Dienstag, 7. Februar 2006
Damit der Holocaust nie wieder sei
Wenn die neoconnerds ständig betonen, sie würden dem Faschismus sehr viel ferner stehen als ihre linken Kritiker, und ihr Philosemitismus, ihre Israel-Begeisterung weise sie als das genaue Gegenteil von Nazis aus, dann würde mich doch mal ihre Reaktion auf den Lackmus-Test für Antifaschismus interessieren. Der geht so:

"Wir fordern die Vernichtung des Faschismus durch dargelegte Maßnahmen:
Aufbau einer Volksrepublik, Befreiung der Arbeit z.B. durch Achtstundentag und freie Gewerkschaften, Sozialisierung der Wirtschaft, Friede und Recht durch Wiedergutmachung, Wiederherstellung von Humanität als Grundlage der Kultur (Freiheit der Bildung und der Künste), die Sozialistische Einheit gegen den Faschismus.

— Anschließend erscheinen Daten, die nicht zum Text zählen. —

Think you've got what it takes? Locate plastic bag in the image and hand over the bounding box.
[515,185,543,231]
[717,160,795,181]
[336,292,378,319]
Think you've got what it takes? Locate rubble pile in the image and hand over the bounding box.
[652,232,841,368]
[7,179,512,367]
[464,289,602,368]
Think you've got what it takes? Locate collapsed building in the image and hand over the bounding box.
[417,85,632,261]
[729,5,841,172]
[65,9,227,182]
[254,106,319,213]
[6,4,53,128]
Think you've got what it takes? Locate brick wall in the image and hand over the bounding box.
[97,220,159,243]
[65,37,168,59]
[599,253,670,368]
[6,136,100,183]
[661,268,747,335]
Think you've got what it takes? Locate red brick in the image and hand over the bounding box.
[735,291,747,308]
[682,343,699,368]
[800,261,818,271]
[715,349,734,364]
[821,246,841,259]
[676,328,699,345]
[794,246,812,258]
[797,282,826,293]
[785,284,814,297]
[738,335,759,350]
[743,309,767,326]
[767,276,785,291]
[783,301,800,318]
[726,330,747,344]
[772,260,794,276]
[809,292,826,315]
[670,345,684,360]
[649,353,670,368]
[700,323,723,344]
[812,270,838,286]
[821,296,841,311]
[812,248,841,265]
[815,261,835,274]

Wir stellen den Kampf erst ein, wenn auch der letzte Schuldige vor den Richtern der Völker steht. Die Vernichtung des Nazismus mit seinen Wurzeln ist unsere Losung. Der Aufbau einer neuen Welt des Friedens und der Freiheit ist unser Ziel. Das sind wir unseren gemordeten Kameraden und ihren Angehörigen schuldig.


Es lebe das Bündnis aller antifaschistischen Kräfte Deutschlands!

Es lebe ein freies, friedliches, sozialistisches Deutschland!

Es lebe der revolutionäre demokratische Sozialismus!

Es lebe die Internationale der Sozialisten der ganzen Welt! "



Manifest von Buchenwald

Na, wie haltet Ihr es damit?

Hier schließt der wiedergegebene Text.